The Left-leaning Institute for Taxation and Economic Policy warned, in a detailed report, that price-based “ad valorem” taxes on marijuana are a recipe for trouble when prices go down – as they do in every jurisdiction where legalization takes hold. https://itep.org/taxing-cannabis/
Now the Right-leaning Tax Foundation has joined the warning: “states risk losing out on forecasted revenue if prices continue to go down.” https://taxfoundation.org/safe-banking-act-state-marijuana-revenues/
Here’s more from that Tax Foundation article:
“Out of the seven states with operational taxable markets, six have price-based excise structures, and revenues would suffer if prices decline in a more competitive market.
. . .
“Cannabis prices have already dropped substantially since the early days of legalization. In Alaska prices went from about $4,000 a pound to about $2,300 a pound. Currently the average price per pound is around $1,400 nationally. These prices could drop further as a result of federal regulation changes.

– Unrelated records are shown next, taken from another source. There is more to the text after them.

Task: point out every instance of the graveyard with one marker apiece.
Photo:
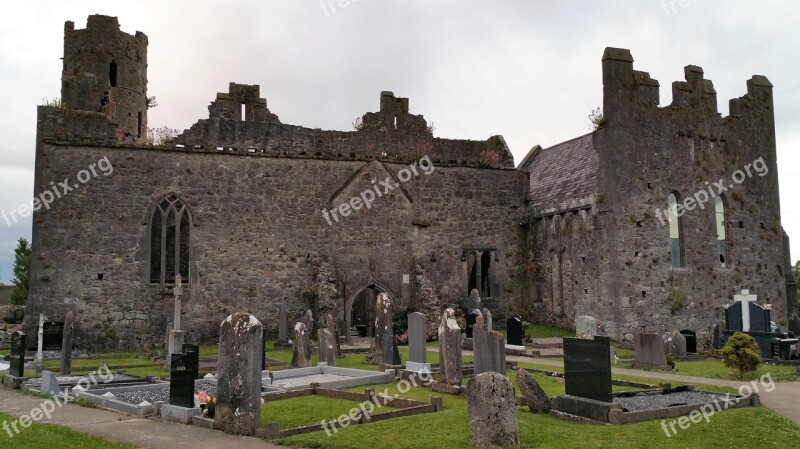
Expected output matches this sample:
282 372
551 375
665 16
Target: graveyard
256 281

“States should be aware of this when designing and maintaining their excise tax structure for cannabis. Only Alaska’s system is safe from the effects of volatile cannabis prices, as it is purely weight-based and guarantees $800 in revenue per pound. Generally, excise taxes are imposed at a specific amount regardless of the price, but seven out of eight states have chosen the ad valorem option for marijuana. The complexity and wide variety of products make an ad valorem tax a simpler approach but these seven states risk losing out on forecasted revenue if prices continue to go down. Colorado and Nevada have hedged their structures by basing part of their price-based taxation on a government-set average cost based on weight.”